例えば“羊羹”が羊の汁物の見立て料理とか“金つば”が刀の鍔を模ったもので、もともとは丸かった、と言った和菓子好きの人にはたぶんポピュラーなお話も私には初めて耳にするものばかり。

奈良平安時代に中国に留学した遣唐使が唐菓子を持ち帰り鎌倉室町時代に中国に留学した禅僧により点心(羊羹・饅頭)が伝来し、室町時代以降、ポルトガル人の貿易商や宣教師によって南蛮菓子(金平糖・有平糖・カステラ・ボーロ・鶏卵素麺)が伝えられ、そして江戸時代中期に大成された和菓子。
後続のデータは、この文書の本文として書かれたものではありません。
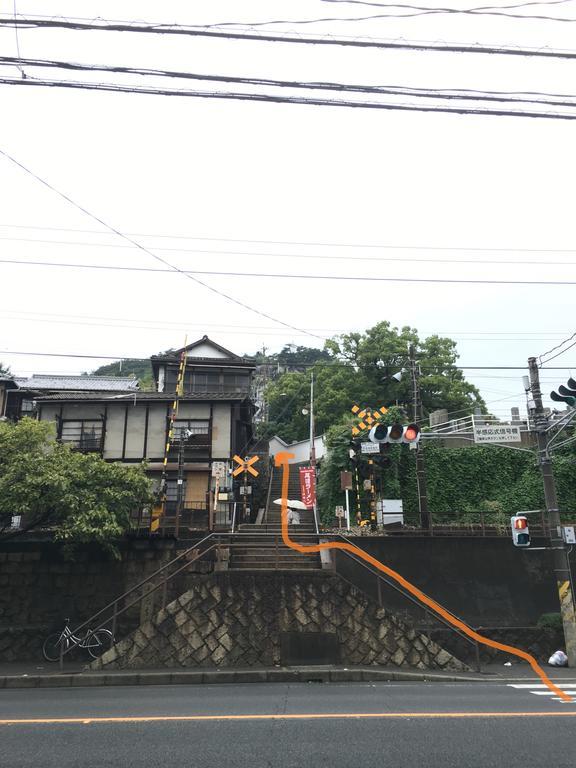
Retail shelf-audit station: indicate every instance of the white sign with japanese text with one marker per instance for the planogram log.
(370, 447)
(495, 433)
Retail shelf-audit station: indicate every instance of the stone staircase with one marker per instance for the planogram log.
(261, 546)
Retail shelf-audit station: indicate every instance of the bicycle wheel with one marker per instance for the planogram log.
(99, 642)
(52, 645)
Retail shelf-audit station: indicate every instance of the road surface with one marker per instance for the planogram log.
(401, 725)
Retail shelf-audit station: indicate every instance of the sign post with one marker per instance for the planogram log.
(346, 486)
(495, 433)
(245, 466)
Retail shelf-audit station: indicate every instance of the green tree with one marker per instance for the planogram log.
(359, 371)
(81, 497)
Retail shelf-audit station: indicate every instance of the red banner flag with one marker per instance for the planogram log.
(308, 486)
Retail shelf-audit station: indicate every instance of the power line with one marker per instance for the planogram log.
(558, 346)
(327, 257)
(381, 246)
(136, 244)
(330, 363)
(15, 314)
(286, 276)
(515, 97)
(160, 326)
(413, 12)
(300, 39)
(277, 99)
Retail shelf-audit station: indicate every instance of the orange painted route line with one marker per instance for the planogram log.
(308, 716)
(281, 460)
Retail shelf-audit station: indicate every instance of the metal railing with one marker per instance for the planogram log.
(378, 579)
(107, 617)
(215, 542)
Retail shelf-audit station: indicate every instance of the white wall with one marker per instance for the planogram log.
(301, 449)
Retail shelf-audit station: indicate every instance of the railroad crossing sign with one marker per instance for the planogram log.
(366, 417)
(245, 465)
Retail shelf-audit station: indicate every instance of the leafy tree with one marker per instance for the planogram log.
(359, 370)
(80, 496)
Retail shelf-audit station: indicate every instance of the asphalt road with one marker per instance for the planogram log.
(404, 725)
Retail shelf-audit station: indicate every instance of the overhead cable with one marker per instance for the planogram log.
(136, 244)
(319, 256)
(285, 276)
(278, 99)
(310, 243)
(299, 39)
(520, 97)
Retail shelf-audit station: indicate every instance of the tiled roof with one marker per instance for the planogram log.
(141, 397)
(79, 383)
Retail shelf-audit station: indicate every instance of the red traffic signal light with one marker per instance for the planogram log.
(396, 433)
(412, 434)
(520, 531)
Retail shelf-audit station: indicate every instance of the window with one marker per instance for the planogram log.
(236, 382)
(85, 435)
(191, 430)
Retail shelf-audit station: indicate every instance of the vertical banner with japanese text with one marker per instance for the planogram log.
(308, 486)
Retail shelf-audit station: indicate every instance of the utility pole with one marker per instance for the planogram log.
(180, 481)
(425, 520)
(313, 450)
(559, 551)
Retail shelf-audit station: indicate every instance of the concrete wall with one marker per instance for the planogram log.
(239, 619)
(39, 588)
(485, 581)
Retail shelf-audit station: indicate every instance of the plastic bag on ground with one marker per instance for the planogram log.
(558, 659)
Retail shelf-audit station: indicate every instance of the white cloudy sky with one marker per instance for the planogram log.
(200, 181)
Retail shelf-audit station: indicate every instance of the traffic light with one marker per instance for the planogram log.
(395, 433)
(520, 531)
(567, 394)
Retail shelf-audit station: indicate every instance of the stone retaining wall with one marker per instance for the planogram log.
(235, 619)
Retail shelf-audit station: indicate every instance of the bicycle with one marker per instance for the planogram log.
(58, 643)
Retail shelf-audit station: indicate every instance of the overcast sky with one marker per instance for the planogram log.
(196, 179)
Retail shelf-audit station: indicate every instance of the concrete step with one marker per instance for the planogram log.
(273, 566)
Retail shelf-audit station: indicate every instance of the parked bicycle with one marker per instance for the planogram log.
(96, 643)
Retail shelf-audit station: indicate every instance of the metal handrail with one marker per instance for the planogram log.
(113, 605)
(269, 494)
(141, 584)
(406, 594)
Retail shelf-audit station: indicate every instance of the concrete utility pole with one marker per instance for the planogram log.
(559, 551)
(425, 520)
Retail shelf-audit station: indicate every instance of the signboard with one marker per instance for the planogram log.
(389, 511)
(345, 481)
(219, 469)
(370, 447)
(308, 486)
(494, 433)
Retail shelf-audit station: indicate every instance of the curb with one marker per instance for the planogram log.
(280, 675)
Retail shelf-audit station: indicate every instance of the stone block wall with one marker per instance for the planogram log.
(238, 619)
(39, 588)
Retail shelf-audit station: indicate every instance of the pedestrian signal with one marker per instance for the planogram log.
(565, 394)
(520, 531)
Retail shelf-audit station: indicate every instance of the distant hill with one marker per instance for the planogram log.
(142, 370)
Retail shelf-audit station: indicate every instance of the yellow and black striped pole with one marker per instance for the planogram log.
(160, 506)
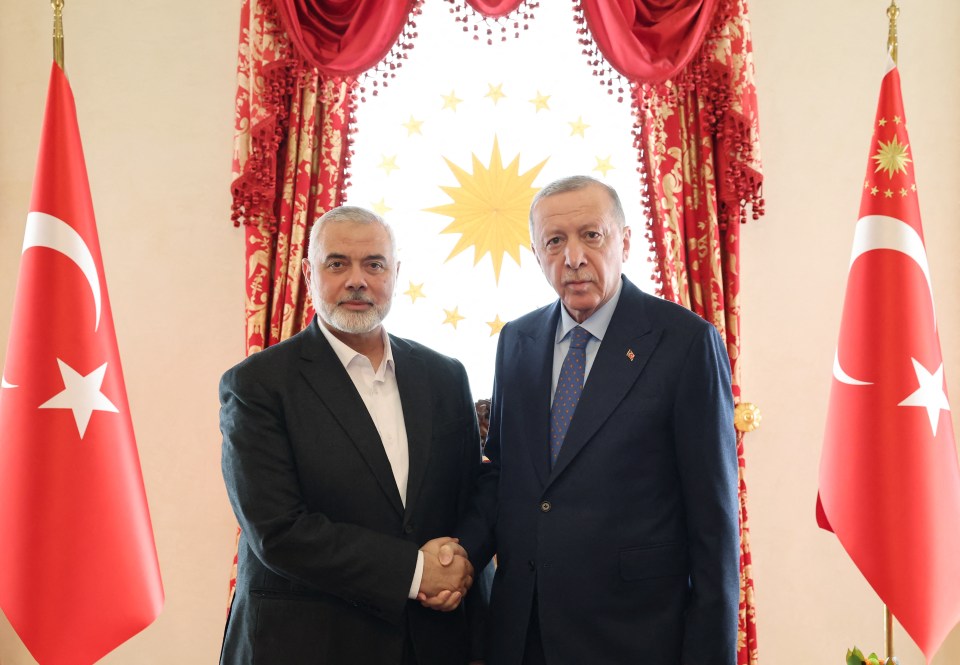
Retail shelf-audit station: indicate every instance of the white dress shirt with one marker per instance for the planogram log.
(380, 394)
(596, 325)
それには平安貴族の衣装の色合わせ「かさねの色」に共通の美意識が織り込まれている。

今日のセミナーの覚え書き。
椿餅・草餅(オリジナルは母子草、3月3日に必ず用意、厄除け) ・亥の子・海老羹・コンフェイト(ポ、金平糖、日本は2週間、ポルトガルは5日から10日で作る)・ボーロ(ポ、お菓子の総称)・カステラ(ボーロ・ド・カステラ、スペインの菓子の意、それが短くなった)・かせいた(細川家伝来の菓子)・Marmelada*(かせいたの原形)・幾世餅・粟餅売り・飴売り・ふのやき(利休好み、クレープ状、中に味噌など)・友千鳥と色木の実(尾形光琳が虎屋に注文)・白と緑(菱餅のオリジナルカラー)・あこや、ひっちぎり(関西の雛菓子)・男重宝記(なんちょうほうき)・落雁(降りて来る雁)・参勤交代(地方での菓子の発達に寄与)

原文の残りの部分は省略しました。